One year ago, the Fed Funds Rate (FFR) was at 0.25%. Today it sits at 4.5%. That is a 4.25% increase.
While loan rates tend to increase as the FFR increases or decreases, the correlation is not always one-for-one across all loan types. That’s because the FFR is the rate financial institutions charge one another for borrowing overnight funds. At the same time, many consumer and commercial loans are tied to other indices, such as the Wall Street Journal Prime Rate or, the past, LIBOR.
The 4.25% FFR increase has pushed the WSJ Prime Rate up the same amount. Its 52-week low was 3.25%, and it now sits at 7.50%. However, the average new auto loan, with a 72-month term, and the average 30-year mortgage rate have not increased quite that much. (Source: WSJ)
As of August 2022, the average new auto loan was 5.61%. One year earlier, it was 4.97%(Source: FRED). So, nowhere near the 4.25% increase of the FFR. Meanwhile, the average 30-year mortgage went from 3.23% one-year ago to 6.61%. (Source: WSJ)
So, in summary, loan rates often move up with the FFR. But, not in perfect alignment.
Now let’s look at deposit and investment rates to see how they move when the FFR is steadily increasing. All comparisons are one-year apart.
- Money market rates were .07%; now they are .33%
- A 5-year CD was .42%; now it is 2.76%
- The 10-year Treasury was 1.41%; now it is 3.655%
You’d be wrong if you were hoping that increases in yield through conservative investments will offset any borrowing costs you may have.
This is one reason that investors who have longer retirement timelines still need to be considering more aggressive investment opportunities.

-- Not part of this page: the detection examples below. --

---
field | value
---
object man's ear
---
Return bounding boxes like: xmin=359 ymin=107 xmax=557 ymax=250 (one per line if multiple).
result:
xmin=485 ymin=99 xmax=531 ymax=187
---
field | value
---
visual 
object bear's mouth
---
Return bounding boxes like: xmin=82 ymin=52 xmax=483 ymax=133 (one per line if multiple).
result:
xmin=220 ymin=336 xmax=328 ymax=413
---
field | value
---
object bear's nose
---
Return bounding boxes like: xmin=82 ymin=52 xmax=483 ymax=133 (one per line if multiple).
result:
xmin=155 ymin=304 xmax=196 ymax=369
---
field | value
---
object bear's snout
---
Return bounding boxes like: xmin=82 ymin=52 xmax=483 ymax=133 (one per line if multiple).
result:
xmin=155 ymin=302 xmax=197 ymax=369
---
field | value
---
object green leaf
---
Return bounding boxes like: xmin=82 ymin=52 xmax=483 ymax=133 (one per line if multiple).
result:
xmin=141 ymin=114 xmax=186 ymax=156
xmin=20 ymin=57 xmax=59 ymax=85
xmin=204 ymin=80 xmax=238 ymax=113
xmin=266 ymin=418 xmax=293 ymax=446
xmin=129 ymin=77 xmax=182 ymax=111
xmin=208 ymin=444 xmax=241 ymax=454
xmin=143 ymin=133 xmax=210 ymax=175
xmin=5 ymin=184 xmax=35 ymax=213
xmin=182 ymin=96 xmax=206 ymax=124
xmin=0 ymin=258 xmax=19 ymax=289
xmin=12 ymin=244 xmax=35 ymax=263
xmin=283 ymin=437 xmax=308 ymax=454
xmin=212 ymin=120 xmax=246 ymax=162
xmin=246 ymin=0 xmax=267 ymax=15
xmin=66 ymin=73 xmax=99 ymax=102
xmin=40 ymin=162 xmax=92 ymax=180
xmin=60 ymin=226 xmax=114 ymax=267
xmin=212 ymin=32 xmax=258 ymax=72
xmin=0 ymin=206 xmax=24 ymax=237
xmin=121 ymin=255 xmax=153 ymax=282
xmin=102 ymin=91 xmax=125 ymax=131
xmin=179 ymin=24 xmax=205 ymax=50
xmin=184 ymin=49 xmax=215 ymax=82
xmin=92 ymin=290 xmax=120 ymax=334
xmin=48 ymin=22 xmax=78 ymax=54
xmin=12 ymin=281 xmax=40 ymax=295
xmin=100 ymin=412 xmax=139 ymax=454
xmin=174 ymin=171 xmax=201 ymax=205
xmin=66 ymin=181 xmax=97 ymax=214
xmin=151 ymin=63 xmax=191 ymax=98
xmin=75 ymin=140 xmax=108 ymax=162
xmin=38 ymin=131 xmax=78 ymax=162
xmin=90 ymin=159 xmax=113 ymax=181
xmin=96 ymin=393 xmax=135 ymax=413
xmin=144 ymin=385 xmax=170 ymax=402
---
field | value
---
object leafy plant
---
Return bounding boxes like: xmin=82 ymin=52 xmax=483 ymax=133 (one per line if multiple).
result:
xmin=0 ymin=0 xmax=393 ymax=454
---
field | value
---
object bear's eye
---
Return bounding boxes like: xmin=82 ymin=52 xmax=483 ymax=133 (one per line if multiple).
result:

I don’t know about you, but 3.65% on a ten-year deal doesn’t excite me very much.
It’s also why holding onto cash is a good idea so that you can invest quickly when good opportunities come along.
Upcoming economic data
Today’s economic data will be full of important information.
Most notable will be 1) jobless claims, which is estimated to see a 5% increase from 211k; 2) the real gross domestic product revision (SAAR). Interestingly, it is projected to remain flat at 2.9%.
The uptick in jobless claims makes sense, as layoffs extend outside the tech sector and into other areas. I’ve even seen posts about recruiters being let go in mass from companies as they drastically slow down hiring.